A Lambda function configured to access resources in a VPC can potentially access VPC Lattice services that are part of the service network associated with that VPC. IAM permissions, the auth policy associated with the service, and security groups may also impact whether the function can invoke the service (see VPC Lattice documentation for details on securing your services).

Services deployed to an Amazon EKS cluster can also invoke Lambda functions exposed as VPC Lattice services using native Kubernetes semantics.

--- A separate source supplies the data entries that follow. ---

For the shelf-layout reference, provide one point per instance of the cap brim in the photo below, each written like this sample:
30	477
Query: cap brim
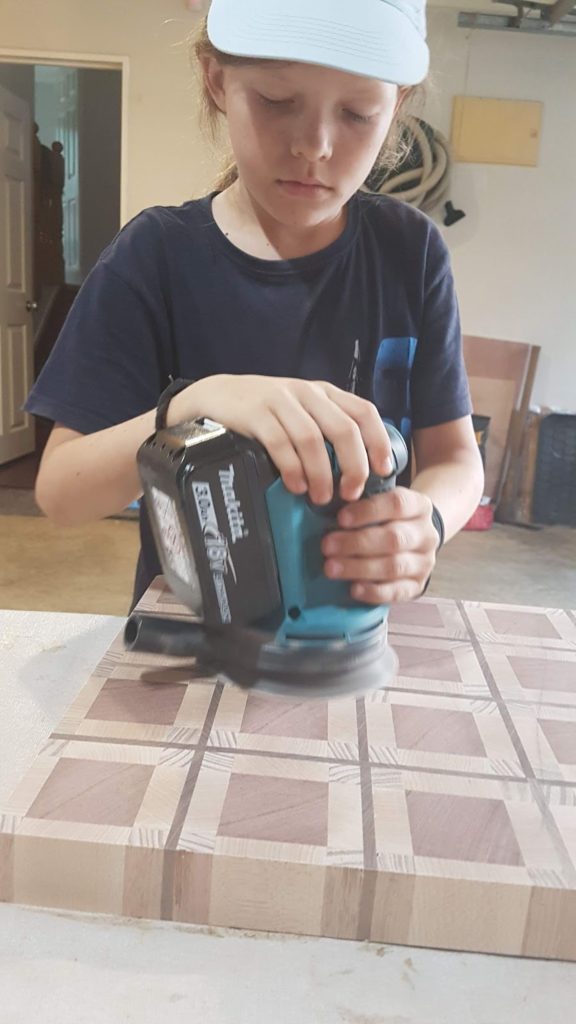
376	40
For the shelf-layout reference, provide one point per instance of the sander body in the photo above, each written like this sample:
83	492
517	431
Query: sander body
243	554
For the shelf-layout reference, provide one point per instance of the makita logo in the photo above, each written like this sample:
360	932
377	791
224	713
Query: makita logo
234	509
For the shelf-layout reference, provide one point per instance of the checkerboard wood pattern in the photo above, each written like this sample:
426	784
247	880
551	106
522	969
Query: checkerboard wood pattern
438	812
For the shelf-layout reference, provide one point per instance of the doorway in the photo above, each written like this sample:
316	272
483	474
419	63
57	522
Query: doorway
77	125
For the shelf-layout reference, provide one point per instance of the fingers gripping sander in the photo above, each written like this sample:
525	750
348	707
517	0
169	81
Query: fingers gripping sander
244	555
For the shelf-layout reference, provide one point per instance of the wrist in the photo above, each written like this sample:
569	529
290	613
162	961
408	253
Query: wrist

They can use either the VPC Lattice-generated domain name or a configured custom domain name to invoke the Lambda function instead of API Gateway or an Application Load Balancer (ALB). Refer to this blog post on the AWS Container Blog for details on how an Amazon EKS service invokes a VPC Lattice service with access control enabled.

Building private serverless APIs

With the launch of VPC Lattice, AWS now offers several options to build serverless APIs accessible only within your customer VPC. These options include API Gateway, ALB, and VPC Lattice. Each of these services offers a unique set of features and trade-offs that may make one a better fit for your workload than others.

Private APIs with API Gateway provide a rich set of features, including throttling, caching, and API keys. API Gateway also offers a rich set of authorization and routing options. Detailed networking and DNS knowledge may be required in complex environments. Both network-level and resource policy controls are available to control access and the OpenAPI specification allows schema sharing.

Application Load Balancer provides flexibility and a rich set of routing options, including to a variety of targets. ALB also can offer a static IP address via AWS Global Accelerator. Detailed networking knowledge is required to configure cross-VPC/account connectivity. ALB relies on network-level controls.

Service networks in VPC Lattice simplify access to services on EC2, EKS, and Lambda across VPCs and accounts without requiring detailed knowledge of networking and DNS. VPC Lattice provides a centralized means of managing access control and guardrails for service-to-service communication. VPC Lattice also readily supports custom domain names and routing features (path, method, header) that enable customers to build complex private APIs without the complexity of managing networking. VPC Lattice can be used to provide east-west interservice communication in combination with API Gateway and AWS AppSync to provide public endpoints for your services.

Conclusion

We’re excited about the simplified connectivity now available with VPC Lattice. Builders can focus on creating customer value and differentiated features instead of complex networking in much the same way that Lambda allows you to focus on writing code. If you are interested in learning more about VPC Lattice, we recommend the VPC Lattice User Guide.